PFENet++: Boosting Few-shot Semantic Segmentation with the Noise-filtered Context-aware Prior Mask
First Author: Xiaoliu Luo
Introduction:
In recent years, the rapid advancement of computer computing capabilities and the availability of large-scale annotated data have propelled the swift development of artificial intelligence technologies, particularly those rooted in deep learning. Nevertheless, in numerous real-world application scenarios, the acquisition of samples poses a significant challenge, compounded by the exceedingly difficult task of annotating them. The focus has shifted towards the pivotal question of how to effectively learn from a limited number of samples.
This paper revisits the prior mask guidance proposed in “Prior Guided Feature Enrichment Network for Few-Shot Segmentation (PFENet)”. The prior mask serves as an indicator that highlights the region of interests of unseen categories, and it is effective in achieving better performance on different frameworks of recent studies. However, the current method directly takes the maximum element-to-element correspondence between the query and support features to indicate the probability of belonging to the target class, thus the broader contextual information is seldom exploited during the prior mask generation.
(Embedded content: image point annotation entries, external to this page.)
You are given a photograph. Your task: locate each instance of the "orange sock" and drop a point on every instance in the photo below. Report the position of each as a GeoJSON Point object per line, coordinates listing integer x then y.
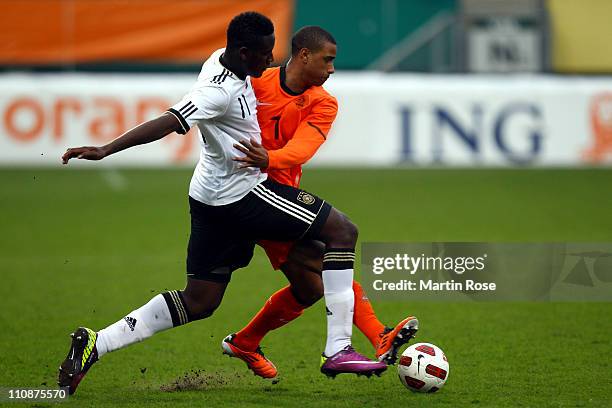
{"type": "Point", "coordinates": [280, 309]}
{"type": "Point", "coordinates": [364, 317]}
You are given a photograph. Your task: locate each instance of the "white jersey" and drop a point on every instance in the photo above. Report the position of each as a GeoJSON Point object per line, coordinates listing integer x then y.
{"type": "Point", "coordinates": [224, 108]}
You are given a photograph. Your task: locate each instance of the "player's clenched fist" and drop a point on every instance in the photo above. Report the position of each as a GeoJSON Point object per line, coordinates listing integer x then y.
{"type": "Point", "coordinates": [85, 152]}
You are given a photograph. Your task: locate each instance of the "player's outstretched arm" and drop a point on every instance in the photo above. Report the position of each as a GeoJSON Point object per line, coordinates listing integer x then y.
{"type": "Point", "coordinates": [146, 132]}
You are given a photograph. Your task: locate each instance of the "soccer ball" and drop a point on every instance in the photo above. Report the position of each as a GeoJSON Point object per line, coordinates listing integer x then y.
{"type": "Point", "coordinates": [423, 367]}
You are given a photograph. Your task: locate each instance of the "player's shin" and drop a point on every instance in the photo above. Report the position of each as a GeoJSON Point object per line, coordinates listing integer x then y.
{"type": "Point", "coordinates": [339, 298]}
{"type": "Point", "coordinates": [163, 312]}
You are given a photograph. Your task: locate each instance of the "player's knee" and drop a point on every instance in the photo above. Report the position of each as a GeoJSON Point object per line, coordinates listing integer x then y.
{"type": "Point", "coordinates": [309, 297]}
{"type": "Point", "coordinates": [199, 309]}
{"type": "Point", "coordinates": [199, 312]}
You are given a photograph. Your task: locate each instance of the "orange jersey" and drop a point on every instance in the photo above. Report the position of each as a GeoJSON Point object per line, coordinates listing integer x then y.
{"type": "Point", "coordinates": [293, 126]}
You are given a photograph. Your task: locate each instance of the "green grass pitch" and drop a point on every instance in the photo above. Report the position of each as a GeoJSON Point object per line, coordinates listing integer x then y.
{"type": "Point", "coordinates": [84, 246]}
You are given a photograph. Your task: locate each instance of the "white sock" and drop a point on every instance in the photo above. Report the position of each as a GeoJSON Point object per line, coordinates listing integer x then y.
{"type": "Point", "coordinates": [136, 326]}
{"type": "Point", "coordinates": [339, 301]}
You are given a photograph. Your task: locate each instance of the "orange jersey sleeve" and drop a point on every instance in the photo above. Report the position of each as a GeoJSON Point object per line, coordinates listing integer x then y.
{"type": "Point", "coordinates": [309, 136]}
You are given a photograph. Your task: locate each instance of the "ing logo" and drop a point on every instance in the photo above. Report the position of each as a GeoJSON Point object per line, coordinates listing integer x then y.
{"type": "Point", "coordinates": [601, 127]}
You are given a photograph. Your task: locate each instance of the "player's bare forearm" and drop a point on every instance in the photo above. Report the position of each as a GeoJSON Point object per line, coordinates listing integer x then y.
{"type": "Point", "coordinates": [144, 133]}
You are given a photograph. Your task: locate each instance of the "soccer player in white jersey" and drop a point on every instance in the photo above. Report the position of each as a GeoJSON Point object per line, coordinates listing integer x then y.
{"type": "Point", "coordinates": [232, 207]}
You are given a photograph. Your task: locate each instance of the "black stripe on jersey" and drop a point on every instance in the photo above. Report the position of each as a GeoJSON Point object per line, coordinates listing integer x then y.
{"type": "Point", "coordinates": [185, 107]}
{"type": "Point", "coordinates": [182, 120]}
{"type": "Point", "coordinates": [227, 73]}
{"type": "Point", "coordinates": [217, 79]}
{"type": "Point", "coordinates": [241, 107]}
{"type": "Point", "coordinates": [189, 112]}
{"type": "Point", "coordinates": [318, 130]}
{"type": "Point", "coordinates": [247, 105]}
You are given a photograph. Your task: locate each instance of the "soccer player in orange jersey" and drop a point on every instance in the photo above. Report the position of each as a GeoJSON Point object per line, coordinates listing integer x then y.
{"type": "Point", "coordinates": [295, 114]}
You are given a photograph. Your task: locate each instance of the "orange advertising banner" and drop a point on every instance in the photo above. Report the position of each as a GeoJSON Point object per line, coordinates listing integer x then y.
{"type": "Point", "coordinates": [36, 32]}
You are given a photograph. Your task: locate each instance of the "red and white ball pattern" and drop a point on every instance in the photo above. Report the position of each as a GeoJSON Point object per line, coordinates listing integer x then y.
{"type": "Point", "coordinates": [423, 367]}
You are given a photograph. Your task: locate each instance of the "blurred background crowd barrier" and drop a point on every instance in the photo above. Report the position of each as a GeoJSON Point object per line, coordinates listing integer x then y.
{"type": "Point", "coordinates": [419, 83]}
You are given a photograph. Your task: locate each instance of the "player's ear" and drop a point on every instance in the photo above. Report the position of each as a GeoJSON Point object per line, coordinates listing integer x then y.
{"type": "Point", "coordinates": [304, 55]}
{"type": "Point", "coordinates": [244, 53]}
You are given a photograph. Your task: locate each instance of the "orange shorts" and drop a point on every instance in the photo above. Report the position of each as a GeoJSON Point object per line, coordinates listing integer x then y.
{"type": "Point", "coordinates": [277, 251]}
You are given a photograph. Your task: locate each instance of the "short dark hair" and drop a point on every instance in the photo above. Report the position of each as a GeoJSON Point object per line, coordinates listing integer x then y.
{"type": "Point", "coordinates": [247, 29]}
{"type": "Point", "coordinates": [311, 37]}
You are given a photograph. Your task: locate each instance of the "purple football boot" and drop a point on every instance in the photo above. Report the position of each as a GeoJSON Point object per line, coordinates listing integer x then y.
{"type": "Point", "coordinates": [349, 361]}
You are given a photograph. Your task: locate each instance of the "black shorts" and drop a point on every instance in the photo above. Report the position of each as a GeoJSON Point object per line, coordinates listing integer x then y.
{"type": "Point", "coordinates": [223, 237]}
To address this issue, a novel framework named PFENet++ is proposed, which boosts few-shot semantic segmentation with the noise-filtered context-aware prior mask. Specifically, PFENet++ first proposes the Context-aware Prior Mask (CAPM) that employs region matching to generate multi-scale context-aware prior masks for better locating the objects in query image. Moreover, PFENet++ further incorporates a lightweight Noise Suppression Module (NSM) to screen out the unnecessary responses, yielding high-quality masks for providing the prior knowledge. Both two contributions are experimentally shown to have substantial practical merit, and PFENet++ significantly outperforms the baseline PFENet as well as all other competitors on three challenging benchmarks PASCAL-5i, COCO-20i and FSS-1000. The new state-of-the-art performance is achieved without compromising the efficiency, manifesting the potential for being a new strong baseline in few-shot semantic segmentation.
Figure 1: The difference between PFENet and PFENet++ lies in their prior generation methods depicted in dashed boxes (a) and (b) respectively. The original prior generation method (a) only takes the maximum values from the one-to-one correspondence, while our new pipeline (b) yields preferable prior masks by decently incorporating additional contextual information with the proposed two sub-modules, i.e., CAPM and NSM. Besides, (a) only leverages the high-level features to yield prior masks, while (b) makes use of both high- and middle-level features. Adding middle-level features to (a) does not boost its performance.
Figure 2: Qualitative results of the proposed PFENet++ and the original PFENet. The right samples are from COCO and the left ones are from PASCAL-5i. From top to bottom: (a) support images; (b) query images; (c) ground truth of query images; (d) predictions of PFENet; (e) the vanilla prior mask of PFENet; (f) the predictions yielded by 1 × 1, 3 × 3, 5 × 5 patches, respectively.